During my time in the Pit, my comrades would come to use the latrine, and I would often hold conversations with them. Most had empathy for my plight, while others would laugh and crack jokes at my misfortune. I would often join in the laughter, as some hilarious and insightful discussions would follow. One would think that having to do such a terrible job every day would leave me pissed off and hostile, but misery loves company.  I got to know many members of my company during this time, as well as knowing the specific shit schedules of certain members of the company. The First Sergeant would arrive daily like clockwork. He had a rigorous schedule, and his daily visit to the latrine was as predictable as the sunrise.

“I shit once a day, twice if I have the runs,” he would say in his gruff voice, before shuffling off to go about his day. He would often be chomping on an unlit cigar, and would toss the stub into whichever can I happened to be stirring at the time.

I had about a week left in the month-long ordeal when I came to the realization that if I simply poured the cans into the adjacent trash-burning pit I could finish the job much faster. My only qualm was that if SSG Ena should come by and see me taking a shortcut in the work, he would go ballistic and assign me more grueling punishment. However, my fears were overcome by my desire to be done and away from the burning shit cans, and so I began pouring the cans into the burn pit. This made the task much simpler. Instead of taking two or sometimes even three hours to burn it all down into a crispy chunk of incinerated fecal matter, it now took me fifteen minutes to drag all the cans to the edge of the burn pit, empty their foul contents into the fire, replace the cans and walk away. Life became much more enjoyable after this, although I still always had an eye open for SSG Ena.

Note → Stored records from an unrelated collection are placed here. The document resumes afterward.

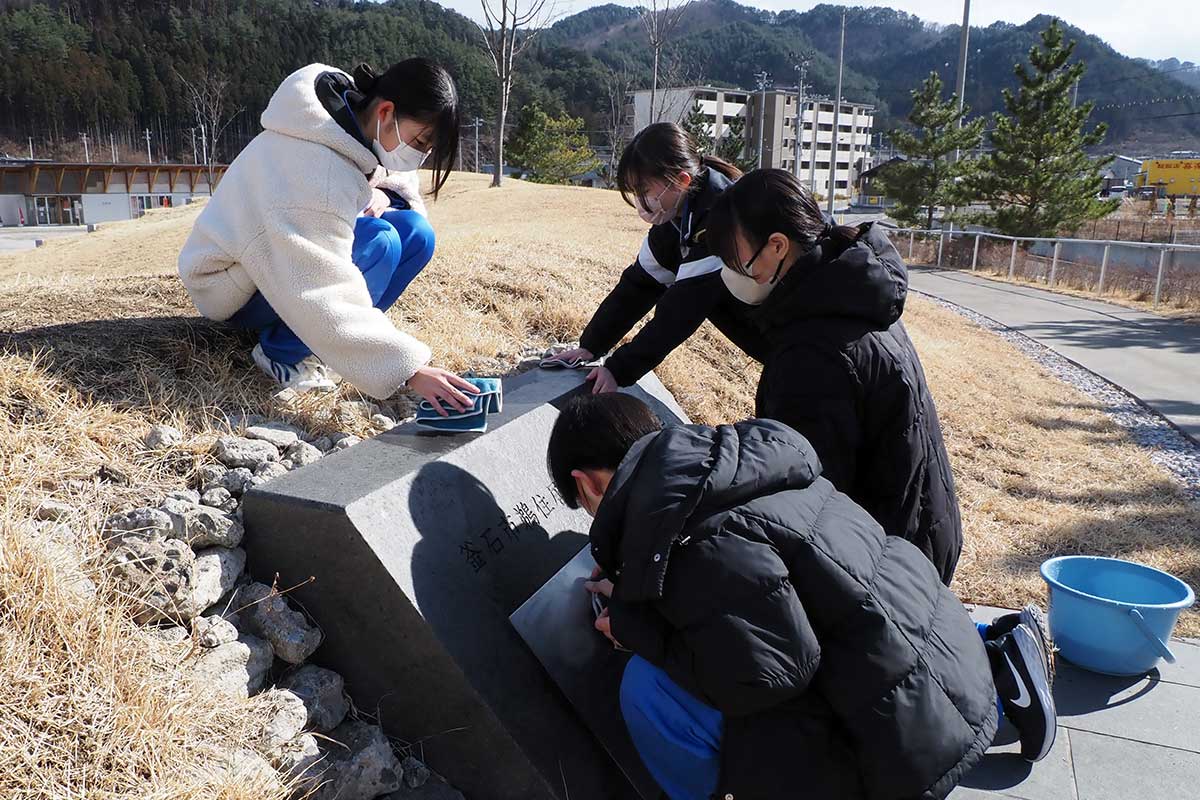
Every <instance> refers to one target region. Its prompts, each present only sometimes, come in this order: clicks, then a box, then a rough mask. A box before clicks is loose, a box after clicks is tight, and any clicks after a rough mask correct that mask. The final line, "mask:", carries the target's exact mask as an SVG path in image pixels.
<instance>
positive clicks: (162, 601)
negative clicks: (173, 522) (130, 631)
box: [106, 534, 200, 625]
mask: <svg viewBox="0 0 1200 800" xmlns="http://www.w3.org/2000/svg"><path fill="white" fill-rule="evenodd" d="M114 545H115V546H114ZM110 547H112V549H110V552H109V557H108V560H107V561H106V566H107V567H108V570H109V571H110V572H112V575H113V577H114V579H115V583H116V589H118V590H119V591H120V594H121V595H122V596H124V597H128V599H132V600H133V601H134V603H136V604H134V607H133V619H134V621H137V622H142V624H144V625H148V624H150V622H161V621H174V622H186V621H187V620H190V619H191V618H192V616H194V615H196V614H198V613H199V612H200V609H198V608H196V602H194V600H193V597H192V576H193V571H194V566H196V555H194V554H193V553H192V551H191V548H190V547H188V546H187V545H186V543H184V542H181V541H179V540H178V539H142V537H140V535H139V534H124V535H122V536H121V537H119V539H115V540H112V541H110Z"/></svg>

On the last day of my sentence, I went about my chore as I usually did, dragging the cans to the edge of the burn pit. As I did, I saw SSG Ena walking toward the latrine area.


As he approached, I sadly looked about the Pit and realized I would probably be burning shit every day until we went home. As I prepared for the verbal assault sure to come my way, I closed my eyes and tried to accept my grim fate. SSG Ena walked up to the edge of the burn pit.

“Are you tossing it into the burn pit?” he asked. Seeing no point in lying, I admitted I had been. “Hell, man,” he said. “Why the hell weren’t you doing this the whole time? Would’ve saved you hours.”

I could only numbly nod my head as SSG Ena walked away.

“Work smarter, not harder, Campos,” were his parting words.

All in all, I would say that this experience, while humbling, also left me with the knowledge that there’s not a whole lot worse I could face than burning shit for a month straight. I use this fact to motivate myself whenever I am worn down by the toils of life that are stressing me out. It could always be worse. I could always be stuck back in Iraq, stirring a burning shit can down to nothingness.